Im also new to SketchUp so dont pressure me!!! Haha i have plenty of time though since its for 2010 and 09 halloween isnt even here yet so any help with how i should go about making my "house" would be greatly appreciated!!!

Pics:









(if above image doesnt work here is a link: http://tinypic.com/r/x0qpgj/4)


----------



## morbidmike (Sep 11, 2009)

dont know how you'll do it, problem is props take up lots of room ,you could do a few maze walls with 1by and black visqueen use lost of mirrors for illusion of a huge area good luck!!!!


----------



## Psyc0 Walrus (Sep 1, 2009)

morbid mike said:


> dont know how you'll do it, problem is props take up lots of room ,you could do a few maze walls with 1by and black visqueen use lost of mirrors for illusion of a huge area good luck!!!!


i can use part of the driveway too so its not really that small of a space i have a pretty big space actually i just kinda messed up making the garage big enough haha so its a lil bigger than it looks in there im not sure on an exact measurment so ya... anyway thanks!


----------



## Front Yard Fright (Dec 23, 2005)

It all comes down to money. Can you afford 2x4s and plywood? or 2x2s and osb? or even pvc pipe and plastic sheeting? It all really matters on how much you can spend/how much you're willing to spend.
:jol:.


----------



## Warrant2000 (Oct 8, 2008)

What theme are you going with? That garage looks to be a nice size for running a haunt. You could have several switchbacks to make it seem longer than it really is. Maybe add a secret hallway for cast members to go back and forth, supporting several scares in different places.

Is that dark path on the right a sidewalk? Part of the haunt path?

I've also enclosed my driveway, using 1"x1"'s for the frame and black plastic (6mil, the thick stuff) as the walls.
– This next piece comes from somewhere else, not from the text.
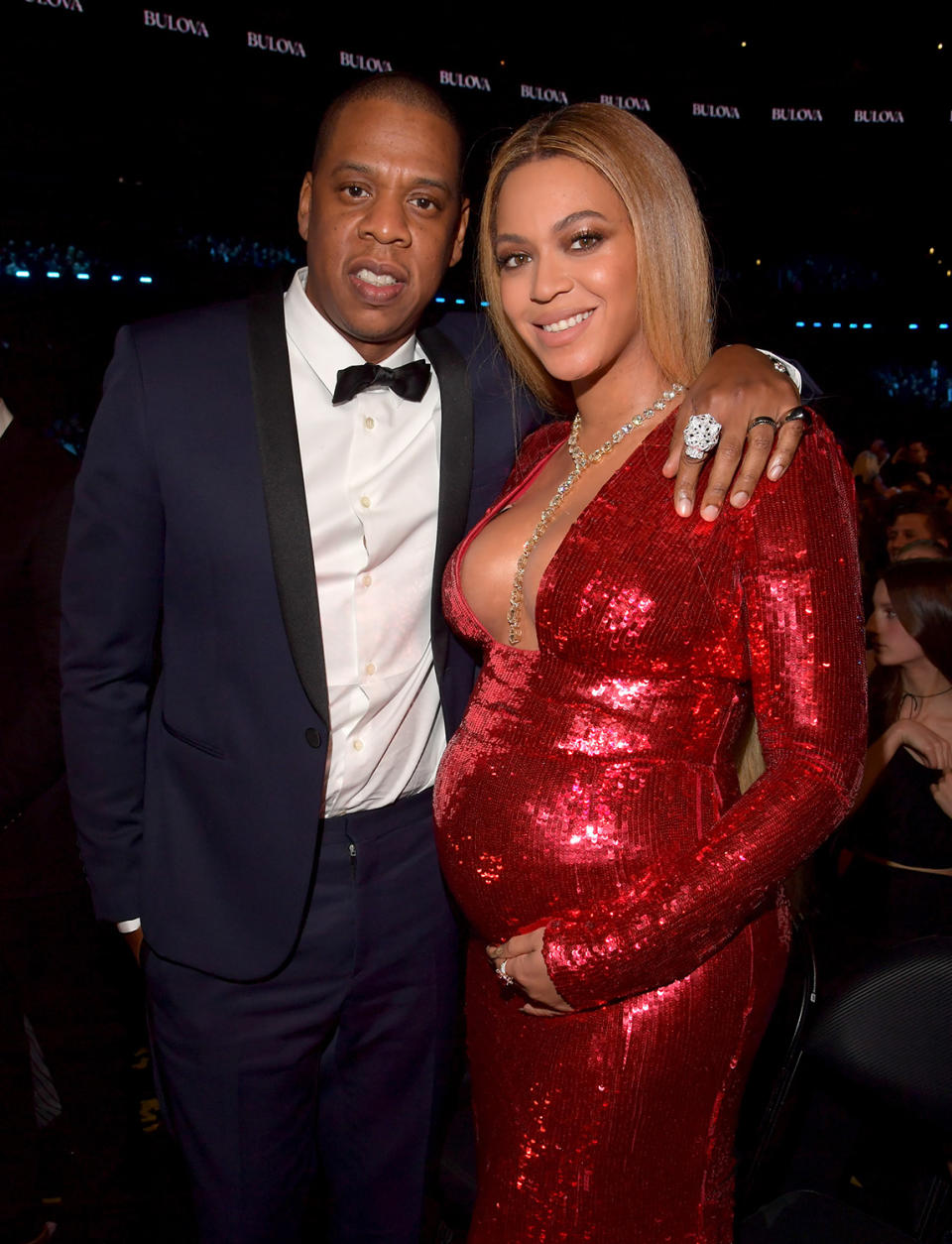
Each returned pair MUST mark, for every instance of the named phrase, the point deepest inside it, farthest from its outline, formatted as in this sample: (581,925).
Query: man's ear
(303,205)
(460,233)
The vertical posts on the grass edge of the driveway were anchored with tent spikes so they didn't slide around. I also added a few tie-downs here and there to combat the wicked SoCal October winds.


----------



## dasjman (Sep 10, 2008)

Last year was my first and my garage was just a U-shaped walk through using tarps, PVC, and ropes. This year I designed a better system that makes better use of the space. You'd be surprised how much you can do with a garage, especially a three car. I am in the process of cementing 6 foot PVC sections into buckets to anchor the tarp walls. I'm pretty excited about how much improvement I will be able to achieve from last year, but I still won't get everything done.
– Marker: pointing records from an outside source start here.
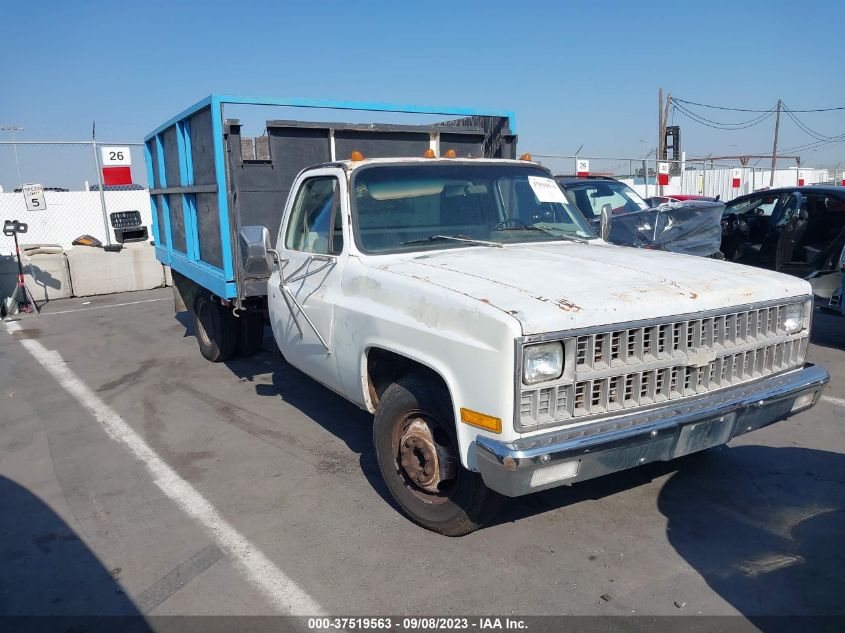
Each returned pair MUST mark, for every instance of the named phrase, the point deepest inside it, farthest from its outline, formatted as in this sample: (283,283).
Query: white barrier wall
(69,215)
(718,182)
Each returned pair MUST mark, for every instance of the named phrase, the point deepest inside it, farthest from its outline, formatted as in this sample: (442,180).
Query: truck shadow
(828,330)
(47,571)
(341,418)
(764,526)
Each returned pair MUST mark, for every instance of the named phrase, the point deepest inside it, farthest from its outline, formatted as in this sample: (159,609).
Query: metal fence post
(102,193)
I bought an air compressor, but I just don't think I will have the time to make my TCT. I know it's basic stuff but I can't seem to wrap my mind around it so I'll save it for next year.


----------



## Psyc0 Walrus (Sep 1, 2009)

Front Yard Fright said:


> It all comes down to money. Can you afford 2x4s and plywood? or 2x2s and osb? or even pvc pipe and plastic sheeting? It all really matters on how much you can spend/how much you're willing to spend.
> :jol:.





Warrant2000 said:


> What theme are you going with? That garage looks to be a nice size for running a haunt. You could have several switchbacks to make it seem longer than it really is. Maybe add a secret hallway for cast members to go back and forth, supporting several scares in different places.
> 
> Is that dark path on the right a sidewalk? Part of the haunt path?
> 
> I've also enclosed my driveway, using 1"x1"'s for the frame and black plastic (6mil, the thick stuff) as the walls. The vertical posts on the grass edge of the driveway were anchored with tent spikes so they didn't slide around. I also added a few tie-downs here and there to combat the wicked SoCal October winds.


To FFF: Yes i will have enough money to do something like this by then im not gonna do this for 09 im probably doin it for 2010 so ill have plenty of time for money

To Warrant: My theme is just going to be "Horror" so it will be a mix of different rooms (ex. Zombie Room, Clown Room, Spider Room, Dark Halls)

The Secret hallway i was already planning on doing but thanks haha

No the dark path on the right is my driveway and to the left is a patio/porch whatever you call it... thats the problem the street is a good 100' from my garage and the garage is in the back behind my house on the left of the garage is a little side walk leading to the other porch and my house... So what do you think i should do about that? how will i get people (especially since a lot of people are little) to go back behind my house to go into the haunted house... i was also thinking maybe i could use my driveway as a waiting line? Thanks


----------